US mass media fiercely debated whether the cost is too much, given that each Tomahawk missile costs more than a million dollars. Talking heads worry about whether Obama has conceded leadership to the undependable Europeans. What survives of the left has argued endlessly that this is just another case of US imperialism.

There is much discussion on what the aims of the coalition ought to be. Should it effect a regime change? Many foreign policy observers have pointed out that we do not know what we are buying. No one really knows what a rebel government would look like. Critics are unhappy that the West rushed into a military campaign without delineating specific goals. The Economist lead story points out the time constraint on intervention given that the regime’s forces were closing in on rebel controlled Benghazi.

Its clear that the dynamics on the ground will dictate the course of events in Libya. Much depends on the fate of Misrata, which was being pounded by the regime until the allied air assault destroyed most of the governments heavy weaponry. According to the briefing, “If it [Misrata] cannot be saved, or the cost of doing so is deemed too high, the coalition would be sending a signal that there is not much it can do to prevent Colonel Qaddafi consolidating his position in the western half of the country”. We might be looking at a partition here.

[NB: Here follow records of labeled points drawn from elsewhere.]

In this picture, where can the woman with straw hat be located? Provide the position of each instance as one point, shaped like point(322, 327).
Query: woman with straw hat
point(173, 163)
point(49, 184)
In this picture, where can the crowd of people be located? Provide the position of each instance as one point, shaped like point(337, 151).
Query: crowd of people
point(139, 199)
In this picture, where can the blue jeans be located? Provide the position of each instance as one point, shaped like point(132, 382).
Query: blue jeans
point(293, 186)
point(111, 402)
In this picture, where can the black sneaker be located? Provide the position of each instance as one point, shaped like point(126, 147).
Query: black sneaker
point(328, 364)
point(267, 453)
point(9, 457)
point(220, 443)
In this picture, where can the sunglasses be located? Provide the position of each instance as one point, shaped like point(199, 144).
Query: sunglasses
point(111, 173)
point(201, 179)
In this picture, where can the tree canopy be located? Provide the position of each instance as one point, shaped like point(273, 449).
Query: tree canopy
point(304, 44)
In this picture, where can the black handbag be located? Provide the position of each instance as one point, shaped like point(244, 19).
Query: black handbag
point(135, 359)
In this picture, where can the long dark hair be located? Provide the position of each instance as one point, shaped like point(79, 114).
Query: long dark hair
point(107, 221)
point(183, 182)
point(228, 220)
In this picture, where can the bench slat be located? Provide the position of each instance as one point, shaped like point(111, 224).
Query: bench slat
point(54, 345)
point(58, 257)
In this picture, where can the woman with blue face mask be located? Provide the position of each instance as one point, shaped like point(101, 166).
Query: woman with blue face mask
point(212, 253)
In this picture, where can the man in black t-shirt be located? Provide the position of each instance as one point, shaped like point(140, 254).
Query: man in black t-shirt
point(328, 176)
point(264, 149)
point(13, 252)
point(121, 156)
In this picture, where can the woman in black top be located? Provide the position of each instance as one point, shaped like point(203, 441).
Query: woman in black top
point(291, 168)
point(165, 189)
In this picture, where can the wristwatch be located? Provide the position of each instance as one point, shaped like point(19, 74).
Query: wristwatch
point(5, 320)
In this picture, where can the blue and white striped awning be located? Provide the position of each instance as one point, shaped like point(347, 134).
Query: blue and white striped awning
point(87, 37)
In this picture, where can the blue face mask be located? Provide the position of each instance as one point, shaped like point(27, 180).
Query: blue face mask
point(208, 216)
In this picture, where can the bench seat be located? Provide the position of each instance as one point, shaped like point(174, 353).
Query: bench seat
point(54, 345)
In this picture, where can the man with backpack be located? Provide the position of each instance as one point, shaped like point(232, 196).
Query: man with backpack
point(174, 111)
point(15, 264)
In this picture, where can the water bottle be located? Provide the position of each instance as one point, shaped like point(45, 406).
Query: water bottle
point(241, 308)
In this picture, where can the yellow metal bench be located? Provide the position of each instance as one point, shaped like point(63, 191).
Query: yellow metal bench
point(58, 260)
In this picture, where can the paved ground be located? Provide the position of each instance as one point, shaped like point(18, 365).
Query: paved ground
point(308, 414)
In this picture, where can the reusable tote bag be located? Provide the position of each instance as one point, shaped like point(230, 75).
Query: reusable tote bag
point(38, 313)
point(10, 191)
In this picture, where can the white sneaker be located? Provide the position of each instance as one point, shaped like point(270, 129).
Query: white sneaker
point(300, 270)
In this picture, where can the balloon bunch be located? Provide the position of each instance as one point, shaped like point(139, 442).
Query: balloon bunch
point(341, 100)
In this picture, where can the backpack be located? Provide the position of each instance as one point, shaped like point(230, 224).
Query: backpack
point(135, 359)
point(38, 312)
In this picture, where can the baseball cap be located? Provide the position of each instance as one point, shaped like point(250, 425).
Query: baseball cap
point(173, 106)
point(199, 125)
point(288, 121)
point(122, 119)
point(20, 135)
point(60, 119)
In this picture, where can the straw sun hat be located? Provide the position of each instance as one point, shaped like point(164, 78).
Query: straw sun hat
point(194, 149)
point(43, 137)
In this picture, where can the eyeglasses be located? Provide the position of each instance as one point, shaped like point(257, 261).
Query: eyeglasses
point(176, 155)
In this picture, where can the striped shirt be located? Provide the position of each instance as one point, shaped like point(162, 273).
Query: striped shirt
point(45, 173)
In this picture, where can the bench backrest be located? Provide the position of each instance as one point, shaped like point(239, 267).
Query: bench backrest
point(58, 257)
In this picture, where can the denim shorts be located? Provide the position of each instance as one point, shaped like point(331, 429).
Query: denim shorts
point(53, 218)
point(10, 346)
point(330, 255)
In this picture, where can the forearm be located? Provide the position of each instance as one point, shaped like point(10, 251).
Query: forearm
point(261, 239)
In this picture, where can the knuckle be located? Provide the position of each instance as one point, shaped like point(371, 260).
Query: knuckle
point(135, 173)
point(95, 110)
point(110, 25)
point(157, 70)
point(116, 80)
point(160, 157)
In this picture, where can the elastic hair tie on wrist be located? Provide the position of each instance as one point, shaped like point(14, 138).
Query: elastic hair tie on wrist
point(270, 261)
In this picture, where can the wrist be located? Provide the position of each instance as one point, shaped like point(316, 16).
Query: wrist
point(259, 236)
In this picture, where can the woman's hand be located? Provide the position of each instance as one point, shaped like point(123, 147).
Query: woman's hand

I do not agree with my radical friends that the West should not intervene in Libya. [Mike makes an almost convincing argument in this genre.] Short of an occupation, almost any form of military intervention is better than letting the Colonel crush the democracy protestors. There is a lot of garbage about regime change not being an objective, and squeamishness about targeting Qaddafi himself. This is absolute nonsense. The CIA could use one of its thousands of predator drones to locate and take out the Colonel. The regime would crumble with the least amount of collateral damage. The current strategy of air assault on government forces and the imposition of no fly zones is not nearly as effective and certainly more deadly. There have been reports of dozens of civilian casualties already. [Update: Professor Juan Cole makes a much better case than I can possibly muster.]

On the other hand, this is certainly a distraction from the loci of greater relevance. The United States is fully supporting its client regimes in the Persian Gulf as they brutally crack down on democracy activists in Bahrain, Yemen and Saudi Arabia. Meanwhile, Hamas is crushing internal dissent and poking Israel, with Israel responding dutifully with air assaults; thus consolidating Hamas’ control of the Gaza strip.

The action has clearly moved to Syria where tens of thousands are protesting in Deraa. So far the Assad regime has opted for repression. Major demonstrations are happening today and the security forces are cracking down.

We need to watch the events unfold across the region, especially in Yemen and Syria. The Arab spring is far from over.

[Update 3:42PM: Almost within the hour, Syria has grabbed the headlines.]